- Inspiring Body of Christ Church
- Location: Dallas, Texas
- Country: United States
- Denomination: Non-denominational
- Website: www.ibocchurch.org

History
- Founded: 1990; 36 years ago

Clergy
- Pastor: Rickie Rush

= Inspiring Body of Christ Church =

The Inspiring Body of Christ Church (IBOC) is a non-denominational megachurch in Dallas, Texas in the United States. A survey by Outreach Magazine in 2008 ranked the church 87th in the US based on weekly attendance of 7,500 and has since grown to 15,000 members. It describes itself as a "high praising, high worship, Bible believing church". The pastor is Rickie Rush.

==History==
The church was founded and organized by Pastor Rickie Rush and nine others in 1990. Its first service was in October 1990.
In 1991, the church bought its first building, the former Southern Bible Institute.
In 2009, the church moved to its present location, a 176000 sqft facility on a 36 acre campus.

In 1995, it formed a radio ministry. On October 3, 1999, the IBOC church relocated to a $6 million, 176,000-square-foot campus in Dallas, Texas. The facility has an ice cream parlor, movie theater, fitness center, racquetball courts, bowling lanes, and a bridal venue.
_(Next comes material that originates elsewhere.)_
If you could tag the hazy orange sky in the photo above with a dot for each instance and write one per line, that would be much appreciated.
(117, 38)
In 2000, the church opened the IBOC Children's College for pre-schoolers, and in 2001 opened the IBOC Christian Academy for grades one to four.

On November 26, 2009, IBOC moved into a new worship center featuring a 5,000-seat sanctuary, an aquarium, a chapel, children's facilities, a restaurant, and a gift shop. The aquarium is the largest privately owned aquarium in the United States, holding 75,000 gallons of water, and was featured on Animal Planet's show, Tanked.

At IBOC in January 2017, Veteran Dallas County Deputy Tracey Gully took the oath of office as Dallas County Precinct 1 Constable. Gulley is the first African-American Female Constable elected in Dallas County history.

In April 2020, Pastor Rush was among the list of Dallas faith leaders who signed a letter in support of keeping churches closed to reduce the spread of the coronavirus.

The funeral service for 9-year-old for Ezra Blount, the youngest victim of the tragedy at the Astroworld Festival, was held at the Inspiring Body of Christ Church in Dallas in November 2021.

==Community Outreach==

In response to a shooting that claimed the lives of five Dallas police officers, Pastor Rush founded the All Male Leadership Academy. Each level consists of 15 classes spanning four months, and topics include suicide prevention, marriage, anxiety, singleness, depression, child-rearing, and strength. On December 30, 2016, the first class of 302 men completed the first level of training.

On July 30, 2017, IBOC and Pastor Rickie Rush held a candlelight vigil for all of the young, unknown victims of tragic, untimely deaths. During the event, the church offered support to parents, siblings, and friends grieving the loss of a young person close to them.

In November 2020, the church donated over 1,000 turkeys and over 2,000 boxes of fresh food for those in need during the thanksgiving season.

In December 2020, the church committed $100,000 to senior citizens for rental assistance.